Jeff Drummond’s house was less than a football field away from the site where a Norfolk Southern train derailed in East Palestine in February. The house still sits in the middle of the remediation zone as, for months, crews have worked to clean up in the aftermath.
“All the dirt is behind my house,” Drummond said. “They took out all the woods between my house and the tracks, 30 feet off my back porch is where the dirt’s piled up at.”
Drummond was evacuated from his home following the derailment, when first responders performed a controlled burn of vinyl chloride in five tanker cars.
He moved into the Davis Motel in North Lima, where he remains nearly 11 months later.
But the dirt pile is just about gone now. Trucks and trains have hauled it to designated incinerators and landfills in Ohio, Indiana, Michigan, Colorado and Texas.
In transit
The controlled burn of vinyl chloride on Feb. 6, 2023, left ditches of contaminated dirt that had to be excavated and transported to proper facilities for disposal.
Over one million shipments of hazardous materials are transported in trucks, trains and planes every day, said Tim Butters, former deputy administrator of the Pipeline and Hazardous Materials Safety Administration.
“[Drivers] have to have some basic hazmat awareness training, so that in the event of an accident they know basically what initial actions they should be taking,” he said. “It's really making note of immediate notification, providing emergency responders with information.”
When companies follow regulations for transportation, it is a safe process, Butters said.
“Hazmat transportation entails risks,” he said. “Overall, the safety record of hazmat carriers is good. I mean, does that mean it's perfect? No.”
The disposal
The contaminated soil in East Palestine has been shipped to incinerators and landfills designated to dispose of hazardous waste with minimal impact on humans or the environment.
One of those sites is Heritage Thermal Services, an incinerator about 20 miles from East Palestine in East Liverpool, Ohio.
It’s important to choose a trusted facility for hazardous waste disposal, said Michael Parker, an attorney at Fair Shake Environmental Legal Services, a nonprofit law firm that specializes in environmental issues. The organization has previously spoken against Heritage Thermal in public comments to the Ohio EPA.
“If you're going to choose a facility to dispose of waste of this high toxicity, you better make sure that they're complying with the Clean Air Act, and that the controls that they have at their facility are up to the task,” he said. “And I don't think that that's the case with Heritage Thermal.”
Heritage Thermal has been fined by the U.S. EPA for violations of the Clean Air Act. In 2018, the company reached a settlement in a lawsuit with the EPA and was ordered to take corrective measures to bring its operations into compliance with the act.
In an email, a spokesperson for Heritage Thermal said its East Liverpool facility is “designed, permitted and operated specifically to treat cleanup material from this and other incidents.”
But Parker said these facilities are often a burden to the surrounding area.
“These are already overburdened communities,” he said. “You don't put hazardous waste incinerators in wealthy communities.”
More work to be done
Streams in East Palestine were also contaminated as a result of the derailment, and they’ll take longer to clean up. In October, the U.S. EPA issued a Clean Water Act Order to Norfolk Southern, mandating that the company undertake additional action to clean up oily sheens in Leslie Run and Sulfur Run.
The cleanup will involve sediment washing, a process in which crews disturb sediment in the waterways so that contaminants float to the top, where they can be collected and disposed of, U.S. EPA response coordinator Mark Durno said.
After all soil contaminants are shipped off, he said, the EPA will begin long-term soil testing.
“We don't think that we've missed anything, but you never know if there were some inadvertent spills that might have happened,” Durno said. “This is a double check to make sure that didn't happen.”
The road where Jeff Drummond’s home is located was reopened to traffic in late October.
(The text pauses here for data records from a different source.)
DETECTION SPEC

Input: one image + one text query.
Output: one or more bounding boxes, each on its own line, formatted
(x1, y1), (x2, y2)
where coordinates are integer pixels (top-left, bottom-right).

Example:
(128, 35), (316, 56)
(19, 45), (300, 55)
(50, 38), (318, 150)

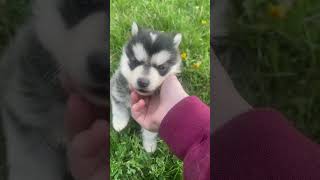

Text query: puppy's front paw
(112, 117), (129, 132)
(143, 140), (157, 153)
But aside from a few visits to pick up belongings, he’s still not ready to return home permanently.
He remains wary, unsure if he’ll ever feel safe to return.
“Everything’s basically contaminated in my house because I was basically ground zero for the explosion,” he said.
This story comes from the Collaborative NewsLab at Kent State University in partnership with Ideastream Public Media and is funded by Grist and The Center for Rural Strategies.